There, she remarries yet again (this time, for a green card) and reinvents herself as “Claude Tolmatcheff”. She doesn’t speak English, and contents herself with shopping. First she opens a bakery, and then a restaurant in the Pacific Palisades before picking up her old tricks again, recruiting new California Claudettes. She even tried to convince Dynasty star Joan Collins to work for her, assuring the actress that “her husband would never have to know.” Collins politely declined.
“She was more like a banker,” a Vanity Fair journalist wrote in 2018 about meeting Madame Claude in Los Angeles, she was “tiny, blonde, perfectly coiffed, and Chanel-clad, vastly more tasteful than the in-your-face bejeweled and big-haired Hollywood wives lunching around us.
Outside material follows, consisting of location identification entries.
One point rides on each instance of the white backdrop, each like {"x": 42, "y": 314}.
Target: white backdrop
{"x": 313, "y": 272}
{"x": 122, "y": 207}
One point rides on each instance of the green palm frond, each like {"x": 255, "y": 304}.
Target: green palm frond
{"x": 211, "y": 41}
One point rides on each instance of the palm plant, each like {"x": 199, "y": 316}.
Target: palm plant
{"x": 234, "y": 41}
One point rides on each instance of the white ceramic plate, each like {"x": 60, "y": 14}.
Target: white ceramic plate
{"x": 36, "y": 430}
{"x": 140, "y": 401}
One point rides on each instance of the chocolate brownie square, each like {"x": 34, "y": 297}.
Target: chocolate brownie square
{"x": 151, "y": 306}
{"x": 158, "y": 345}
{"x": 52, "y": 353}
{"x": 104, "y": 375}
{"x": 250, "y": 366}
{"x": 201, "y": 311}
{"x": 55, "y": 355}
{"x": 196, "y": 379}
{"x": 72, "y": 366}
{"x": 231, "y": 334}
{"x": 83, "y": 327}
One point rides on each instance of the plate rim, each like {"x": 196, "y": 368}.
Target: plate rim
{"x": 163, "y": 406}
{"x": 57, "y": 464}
All eyes were on her. Word was out. She was a more thrilling, rarer sight than even Faye Dunaway, Michael Caine, or Jack Nicholson.” Alas, the party came to an end when she was sent back to France by US immigration in the 1980s, and forced to face the music.
But Madame could never quit the hustle, and jumped right back to business as usual until 1991, when she was forced to go back to prison for six months while awaiting a court date for some potential heavy jail time. It never came thanks to friends in high places at the palais de l’Elysée. The rest of her days read like a fable that’s almost too on-the-nose: a book deal was made, and then Madame retired to the south of France where she died in a nursing home with her cats. She had one daughter – who lived in the same city, no less – but they were never close.
In spite of her tough spirit, none of the Claudette’s ever spoke ill of Madame, or filed a complaint (even when she was on trial) – but the motivation for that lack of criticism could have been fuelled by intimidation. Still, even Madame’s prosecutors say she was remarkably loyal to her clients and employees, and didn’t once blackmail or “rat them out” on the stand to their knowledge. “I eradicated everything that was ugly about this profession,” Madame once said in a 1993 interview, “that’s what one can’t forget. Everything that was ugly – not shocking, but ugly, I tried to get rid of.”